The secret to China’s economic success? A willingness to learn
- While foreign firms might arrive in China with a slight technological advantage, it is usually short-lived, given how fast Chinese companies learn
- This base-level dynamism has been strengthened by the government’s investment in the internet, communication, transport and logistics over past 20 years
Over the past 20 years, a number of thriving technology companies have emerged in China. This has invited much speculation about the country’s scientific and technological prowess, and about its ability to innovate.
The latter camp has a point. China’s capacity for learning is the secret to the country’s economic success, and says much more about China’s prospects than where the country stands technologically. After all, technological innovation is less an input than an output of entrepreneur-led economic development. It is by building thriving businesses that entrepreneurs gain opportunities to develop new technologies and applications.
Foreign firms have always come and gone, and this is not because outsiders are treated unfairly in the Chinese market. Foreign companies simply struggle to compete with local companies, which enjoy a significant advantage, including less bureaucratic red tape and deeper market knowledge.
Moreover, while foreign firms might arrive in China with a slight technological advantage, it is usually short-lived, given how fast Chinese companies learn.
Today, there are a staggering number of successful small and medium-sized Chinese companies. They might not be household names – they’re referred to as “invisible champions” – but they are constantly innovating at applying advanced technology. And their ranks continue to grow.
In addition, a large number of Chinese companies serve overseas customers, with many maintaining a far larger presence in Europe and the United States than in China. These firms leverage China’s efficient warehousing, distribution and logistics systems, as well as its superior product design and manufacturing capabilities, to bolster their competitiveness in overseas markets.
Despite being worth an estimated US$15 billion, Shein was not particularly well known in China until last year. That is because it does not serve the Chinese market.

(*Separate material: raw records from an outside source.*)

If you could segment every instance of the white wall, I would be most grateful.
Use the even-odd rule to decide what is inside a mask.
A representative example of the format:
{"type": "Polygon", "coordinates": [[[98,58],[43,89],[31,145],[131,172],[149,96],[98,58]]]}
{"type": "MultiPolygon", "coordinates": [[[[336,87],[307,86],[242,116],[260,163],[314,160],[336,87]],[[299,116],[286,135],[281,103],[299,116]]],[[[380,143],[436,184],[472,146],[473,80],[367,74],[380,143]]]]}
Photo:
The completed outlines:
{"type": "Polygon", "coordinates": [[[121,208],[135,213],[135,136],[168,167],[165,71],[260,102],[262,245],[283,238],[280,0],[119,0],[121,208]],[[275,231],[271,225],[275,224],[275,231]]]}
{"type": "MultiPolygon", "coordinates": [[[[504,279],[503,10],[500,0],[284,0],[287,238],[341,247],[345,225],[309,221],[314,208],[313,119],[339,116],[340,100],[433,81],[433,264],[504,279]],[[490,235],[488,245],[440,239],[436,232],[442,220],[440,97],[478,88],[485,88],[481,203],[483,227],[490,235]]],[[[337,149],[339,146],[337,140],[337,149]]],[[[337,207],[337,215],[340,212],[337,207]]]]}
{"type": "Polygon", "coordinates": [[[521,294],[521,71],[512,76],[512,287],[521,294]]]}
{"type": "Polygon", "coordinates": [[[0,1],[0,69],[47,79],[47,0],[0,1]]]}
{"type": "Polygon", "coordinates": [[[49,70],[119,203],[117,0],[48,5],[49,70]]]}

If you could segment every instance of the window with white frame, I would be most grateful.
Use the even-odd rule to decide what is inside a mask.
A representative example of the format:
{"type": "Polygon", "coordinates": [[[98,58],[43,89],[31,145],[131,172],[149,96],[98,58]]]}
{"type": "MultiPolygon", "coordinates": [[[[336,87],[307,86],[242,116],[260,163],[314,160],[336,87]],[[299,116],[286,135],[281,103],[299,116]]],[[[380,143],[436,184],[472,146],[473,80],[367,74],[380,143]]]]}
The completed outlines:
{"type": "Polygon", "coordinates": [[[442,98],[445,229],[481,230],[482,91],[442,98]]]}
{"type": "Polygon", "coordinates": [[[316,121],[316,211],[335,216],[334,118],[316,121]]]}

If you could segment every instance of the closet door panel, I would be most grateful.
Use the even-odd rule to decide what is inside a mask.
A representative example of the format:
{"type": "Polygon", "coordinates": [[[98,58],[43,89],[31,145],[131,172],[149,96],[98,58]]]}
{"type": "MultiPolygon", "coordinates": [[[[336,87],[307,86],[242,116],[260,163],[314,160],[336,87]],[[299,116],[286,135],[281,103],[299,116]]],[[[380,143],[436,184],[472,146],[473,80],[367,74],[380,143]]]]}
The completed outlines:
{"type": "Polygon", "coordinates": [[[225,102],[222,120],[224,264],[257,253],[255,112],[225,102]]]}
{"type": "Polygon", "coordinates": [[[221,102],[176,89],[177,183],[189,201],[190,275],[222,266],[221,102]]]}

Instead, Shein has leveraged China’s advantages – the result of huge amounts of government investment over the past 20 years – to build its own flexible supply chain, concentrated in Guangdong, the country’s most developed manufacturing centre.
Thanks to this supply chain, Shein is reportedly able to take a product from design to production in around 10 days. Its fast-fashion competitors – whose products are typically designed in Europe, manufactured in Southeast Asia and China, sent to European headquarters for warehousing, and then shipped to global markets – simply cannot keep up.
Shein is no anomaly. China boasts a number of other fast-fashion cross-border e-commerce platforms, and a total of 251 unicorns (private companies with a valuation over $1 billion), as of last year.
China’s government deserves part of the thanks. After the severe acute respiratory syndrome epidemic of 2003, it worked to support the expansion of e-commerce.
Then, to offset the shock of the 2008 global financial crisis, it made continuous investments in internet, communication and transport networks, mobile-payment systems, logistics and warehousing capabilities, and supply chains, while promoting linkages between sectors. These efforts have helped strengthen and sustain the economy’s base-level sources of innovative dynamism.
To be sure, China’s supersize, fast-growing economy suffers from structural problems, which seem not to correspond with its underlying dynamism. This apparent discrepancy is a reminder of the economy’s complexity.
For example, because the state-owned sector captures a disproportionate share of financial resources, it is often regarded as a source of misallocation. But recent studies find that state-owned enterprises might have served as an informal channel for alleviating the financing constraints of small and medium-size enterprises.